E.F. Schumacher makes a similar argument in Small Is Beautiful. He asks what kind of work allows a person to develop into whole human beings while also serving real human needs. He critiques an economy that treats efficiency and output as the highest goals, even when that efficiency oppresses the worker and hurts the community. For Schumacher, good work is appropriately scaled. It is neither exploitative nor abstract. It is embedded in place and relationship. It is meaningful.
Both are pointing to the same fracture: we have confused productivity with meaning.
Under extractive systems, the rhythm becomes work, crash, repeat. We push past human limits, collapse, call it rest, and then return to the same pace. Over time, we internalize the belief that work itself is violence, that any effort is to blame.
But meaningful work does not follow this pattern. To see this, we need to reorient ourselves.
If work meets visible needs, if its pace is shaped by ecological and bodily limits rather than abstracted quarterly growth, if its benefits circulate back to those who do it, then effort can feel connective rather than corrosive.
Reorienting our relationship to work means changing the criteria. Instead of asking whether work is profitable or efficient, we ask whether it is intelligible, proportionate, and reciprocal. Does it meet real needs? Is it paced in a way that respects human limits? Does it strengthen the community that performs it? If we adopt those measures, meaningful work becomes easier to recognize. And once we can recognize it, we can begin to design our lives and communities around it.
Think of one kind of work you genuinely enjoy doing. It could be paid or unpaid. It might be cooking, teaching, building, organizing, gardening, writing, repairing, caring.
Now write brief answers to these questions:
What makes this work feel meaningful to you?
Can you see clearly what it produces or changes?
How are you connected to the outcome of your labour?
What pace does this work move at? Does it feel rushed or steady?
Is it done alone or with others?
Does it benefit more than just you?
Keep your answers concrete. Often, meaningful work shares a few traits: you can trace your effort to a visible result.

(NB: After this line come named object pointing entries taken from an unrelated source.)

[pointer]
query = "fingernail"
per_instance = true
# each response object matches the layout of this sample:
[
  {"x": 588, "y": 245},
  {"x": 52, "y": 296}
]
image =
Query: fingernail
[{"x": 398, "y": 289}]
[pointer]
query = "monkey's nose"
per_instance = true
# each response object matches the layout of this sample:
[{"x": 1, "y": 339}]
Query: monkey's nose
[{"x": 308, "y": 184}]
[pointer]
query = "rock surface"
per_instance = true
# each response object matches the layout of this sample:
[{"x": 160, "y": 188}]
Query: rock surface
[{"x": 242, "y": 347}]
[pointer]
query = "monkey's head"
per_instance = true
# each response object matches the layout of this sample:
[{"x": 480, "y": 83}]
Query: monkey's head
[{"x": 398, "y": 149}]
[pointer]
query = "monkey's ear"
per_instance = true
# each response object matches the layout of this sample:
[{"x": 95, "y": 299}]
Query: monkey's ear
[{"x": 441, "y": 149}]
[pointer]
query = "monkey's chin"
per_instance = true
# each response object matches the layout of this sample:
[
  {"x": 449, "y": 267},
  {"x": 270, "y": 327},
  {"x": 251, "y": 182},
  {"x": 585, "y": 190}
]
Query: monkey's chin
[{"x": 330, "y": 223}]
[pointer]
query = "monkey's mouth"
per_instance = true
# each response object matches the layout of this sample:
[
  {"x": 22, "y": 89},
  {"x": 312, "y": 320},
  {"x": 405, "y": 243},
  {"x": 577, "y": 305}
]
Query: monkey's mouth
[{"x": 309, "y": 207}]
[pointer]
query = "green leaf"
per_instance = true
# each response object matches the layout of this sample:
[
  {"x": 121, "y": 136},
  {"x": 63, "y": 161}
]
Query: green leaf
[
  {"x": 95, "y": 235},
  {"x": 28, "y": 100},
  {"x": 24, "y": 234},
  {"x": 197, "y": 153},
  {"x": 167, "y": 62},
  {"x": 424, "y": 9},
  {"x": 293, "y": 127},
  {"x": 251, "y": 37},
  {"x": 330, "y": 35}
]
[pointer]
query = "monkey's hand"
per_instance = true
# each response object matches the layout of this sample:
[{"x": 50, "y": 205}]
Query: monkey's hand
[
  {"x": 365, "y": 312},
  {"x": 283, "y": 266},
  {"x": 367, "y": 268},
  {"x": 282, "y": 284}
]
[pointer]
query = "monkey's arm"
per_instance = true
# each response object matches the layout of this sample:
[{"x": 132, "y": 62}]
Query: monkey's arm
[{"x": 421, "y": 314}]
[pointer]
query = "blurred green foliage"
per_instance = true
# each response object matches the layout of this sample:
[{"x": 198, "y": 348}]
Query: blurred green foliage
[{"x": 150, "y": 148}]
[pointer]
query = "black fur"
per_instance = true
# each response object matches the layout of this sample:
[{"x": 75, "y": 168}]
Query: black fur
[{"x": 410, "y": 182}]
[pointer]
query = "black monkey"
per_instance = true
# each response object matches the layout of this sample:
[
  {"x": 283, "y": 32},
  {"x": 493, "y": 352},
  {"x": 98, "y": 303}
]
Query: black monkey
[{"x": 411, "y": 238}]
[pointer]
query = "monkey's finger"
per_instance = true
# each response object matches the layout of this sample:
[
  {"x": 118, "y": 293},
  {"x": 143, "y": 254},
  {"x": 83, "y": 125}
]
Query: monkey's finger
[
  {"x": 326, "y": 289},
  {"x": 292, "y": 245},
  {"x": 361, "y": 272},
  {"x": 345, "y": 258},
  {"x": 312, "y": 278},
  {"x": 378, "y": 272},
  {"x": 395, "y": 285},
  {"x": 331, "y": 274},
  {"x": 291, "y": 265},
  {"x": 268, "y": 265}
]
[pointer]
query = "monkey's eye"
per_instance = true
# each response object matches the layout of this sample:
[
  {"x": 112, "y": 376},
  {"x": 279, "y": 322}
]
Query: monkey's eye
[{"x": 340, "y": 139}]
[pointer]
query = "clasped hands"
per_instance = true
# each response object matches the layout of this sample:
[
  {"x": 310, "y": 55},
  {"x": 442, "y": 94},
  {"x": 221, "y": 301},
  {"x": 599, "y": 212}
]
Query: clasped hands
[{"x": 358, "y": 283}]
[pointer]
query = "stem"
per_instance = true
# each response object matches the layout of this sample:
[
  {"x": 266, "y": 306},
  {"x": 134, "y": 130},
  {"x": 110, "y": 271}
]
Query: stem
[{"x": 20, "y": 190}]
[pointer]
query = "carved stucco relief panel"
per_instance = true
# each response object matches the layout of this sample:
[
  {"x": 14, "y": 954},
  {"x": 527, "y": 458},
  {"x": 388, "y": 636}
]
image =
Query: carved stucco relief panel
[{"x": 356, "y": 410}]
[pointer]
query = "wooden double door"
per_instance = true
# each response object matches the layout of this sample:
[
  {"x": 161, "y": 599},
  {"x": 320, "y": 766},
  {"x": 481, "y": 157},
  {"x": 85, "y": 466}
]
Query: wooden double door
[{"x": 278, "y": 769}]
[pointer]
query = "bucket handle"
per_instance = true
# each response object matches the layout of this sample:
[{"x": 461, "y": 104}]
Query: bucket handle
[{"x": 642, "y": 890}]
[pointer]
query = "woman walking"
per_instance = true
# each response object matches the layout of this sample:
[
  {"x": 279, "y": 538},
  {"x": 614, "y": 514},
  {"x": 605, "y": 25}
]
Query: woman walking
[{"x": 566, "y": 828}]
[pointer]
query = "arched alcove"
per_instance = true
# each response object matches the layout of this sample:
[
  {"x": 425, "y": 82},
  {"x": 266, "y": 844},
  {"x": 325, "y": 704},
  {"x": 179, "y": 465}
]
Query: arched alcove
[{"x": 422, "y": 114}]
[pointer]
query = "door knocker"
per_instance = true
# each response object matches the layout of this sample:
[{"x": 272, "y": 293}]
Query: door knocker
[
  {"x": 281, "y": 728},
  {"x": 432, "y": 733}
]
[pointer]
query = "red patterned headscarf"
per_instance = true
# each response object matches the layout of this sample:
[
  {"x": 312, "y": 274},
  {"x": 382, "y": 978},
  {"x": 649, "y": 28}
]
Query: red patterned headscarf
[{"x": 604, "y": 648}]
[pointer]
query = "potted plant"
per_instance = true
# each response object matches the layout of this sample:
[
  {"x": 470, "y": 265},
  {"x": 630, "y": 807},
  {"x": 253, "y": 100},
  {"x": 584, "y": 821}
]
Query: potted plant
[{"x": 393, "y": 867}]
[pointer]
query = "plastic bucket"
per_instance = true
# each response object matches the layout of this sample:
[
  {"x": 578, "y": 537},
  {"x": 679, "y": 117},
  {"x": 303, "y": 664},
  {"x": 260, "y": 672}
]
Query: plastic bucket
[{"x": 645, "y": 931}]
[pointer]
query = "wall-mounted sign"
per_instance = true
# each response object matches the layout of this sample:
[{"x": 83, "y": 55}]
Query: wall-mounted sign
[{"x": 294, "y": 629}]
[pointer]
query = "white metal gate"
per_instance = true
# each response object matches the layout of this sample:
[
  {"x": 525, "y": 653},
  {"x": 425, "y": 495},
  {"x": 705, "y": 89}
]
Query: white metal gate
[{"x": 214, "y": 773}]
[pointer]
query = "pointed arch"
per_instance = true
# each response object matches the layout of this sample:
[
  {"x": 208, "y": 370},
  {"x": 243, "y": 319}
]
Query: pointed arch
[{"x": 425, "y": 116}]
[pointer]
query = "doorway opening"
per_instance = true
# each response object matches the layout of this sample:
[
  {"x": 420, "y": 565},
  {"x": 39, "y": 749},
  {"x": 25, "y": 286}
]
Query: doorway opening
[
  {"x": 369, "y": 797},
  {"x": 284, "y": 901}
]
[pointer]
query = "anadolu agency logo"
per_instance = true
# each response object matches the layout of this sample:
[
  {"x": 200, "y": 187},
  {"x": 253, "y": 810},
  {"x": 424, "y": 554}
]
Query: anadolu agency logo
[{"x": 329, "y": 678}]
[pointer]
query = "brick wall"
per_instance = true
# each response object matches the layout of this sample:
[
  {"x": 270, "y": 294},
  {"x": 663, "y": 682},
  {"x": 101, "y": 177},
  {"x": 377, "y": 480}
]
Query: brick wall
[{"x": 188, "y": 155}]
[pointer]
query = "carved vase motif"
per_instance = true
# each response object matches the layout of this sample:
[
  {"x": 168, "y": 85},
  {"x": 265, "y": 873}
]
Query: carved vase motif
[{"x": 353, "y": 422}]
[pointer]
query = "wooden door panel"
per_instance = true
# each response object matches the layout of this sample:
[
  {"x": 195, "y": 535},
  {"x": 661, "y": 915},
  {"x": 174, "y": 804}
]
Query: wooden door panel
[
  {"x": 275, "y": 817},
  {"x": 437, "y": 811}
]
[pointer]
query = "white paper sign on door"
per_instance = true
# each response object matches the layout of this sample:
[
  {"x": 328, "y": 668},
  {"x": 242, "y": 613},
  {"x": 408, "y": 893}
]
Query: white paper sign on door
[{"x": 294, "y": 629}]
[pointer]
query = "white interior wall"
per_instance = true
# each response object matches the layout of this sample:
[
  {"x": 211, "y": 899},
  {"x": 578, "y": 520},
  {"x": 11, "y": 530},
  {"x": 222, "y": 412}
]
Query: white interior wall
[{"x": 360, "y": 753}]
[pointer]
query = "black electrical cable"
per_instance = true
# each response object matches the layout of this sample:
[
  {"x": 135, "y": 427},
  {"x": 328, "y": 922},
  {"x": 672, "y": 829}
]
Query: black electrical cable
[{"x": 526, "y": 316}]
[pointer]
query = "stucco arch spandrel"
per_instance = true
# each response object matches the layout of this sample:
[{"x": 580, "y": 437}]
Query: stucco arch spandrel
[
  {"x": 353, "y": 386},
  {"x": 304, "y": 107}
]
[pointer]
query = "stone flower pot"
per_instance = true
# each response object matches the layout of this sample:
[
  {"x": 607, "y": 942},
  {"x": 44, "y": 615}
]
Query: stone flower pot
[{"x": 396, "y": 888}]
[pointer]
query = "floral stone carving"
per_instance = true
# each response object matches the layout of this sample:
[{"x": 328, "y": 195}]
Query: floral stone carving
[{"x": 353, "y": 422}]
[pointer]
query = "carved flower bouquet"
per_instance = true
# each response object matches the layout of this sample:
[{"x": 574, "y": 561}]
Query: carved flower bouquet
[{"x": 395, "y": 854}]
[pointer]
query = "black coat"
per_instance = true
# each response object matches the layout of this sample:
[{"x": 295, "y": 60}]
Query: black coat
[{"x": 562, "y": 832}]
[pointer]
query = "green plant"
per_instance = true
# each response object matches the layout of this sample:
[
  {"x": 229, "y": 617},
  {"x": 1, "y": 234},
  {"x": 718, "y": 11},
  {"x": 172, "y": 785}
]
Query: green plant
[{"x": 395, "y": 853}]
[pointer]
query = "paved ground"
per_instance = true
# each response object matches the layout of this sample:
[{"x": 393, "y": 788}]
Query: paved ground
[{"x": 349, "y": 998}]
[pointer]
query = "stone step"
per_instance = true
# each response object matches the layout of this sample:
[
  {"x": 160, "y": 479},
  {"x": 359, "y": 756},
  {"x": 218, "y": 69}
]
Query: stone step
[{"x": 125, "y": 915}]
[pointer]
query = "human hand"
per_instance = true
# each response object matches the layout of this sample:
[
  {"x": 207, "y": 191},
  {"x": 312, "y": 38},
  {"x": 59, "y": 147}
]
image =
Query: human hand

From there, ask some final questions:
What would it look like if more of your labour carried these same qualities? How might you be able to reorient your life to make more room for meaningful work? How does your self-value or self-worth adjust decoupling your labour from a paid wage? How much meaningful work might you get accomplished in an 8-hour work day?
What Illich and Schumacher both point toward is not simply a critique of industrial labour, but a redefinition of its purpose. If work is meant to sustain life and develop human capacity, then our cultural lens has been distorted by treating wage income and efficiency as the primary measures of value. The exercise above is a small act of recalibration. By identifying what actually makes work feel meaningful, we begin to see that the dominant narrative is not inevitable. Meaningful work is not rare or naïve; it is simply obscured by capitalist systems that reward abstraction and scale. Shifting our viewpoint means recovering how we might judge labour and allowing that judgement to shape how we think about contribution, worth, and rest. That ideological shift becomes the necessary groundwork for deeper structural change.
References
Illich, Ivan. Tools for Conviviality. New York: Harper & Row, 1973.
Illich, Ivan. Shadow Work. London: Marion Boyars, 1981.
Schumacher, E.F. Small Is Beautiful: Economics as if People Mattered. London: Blond & Briggs, 1973.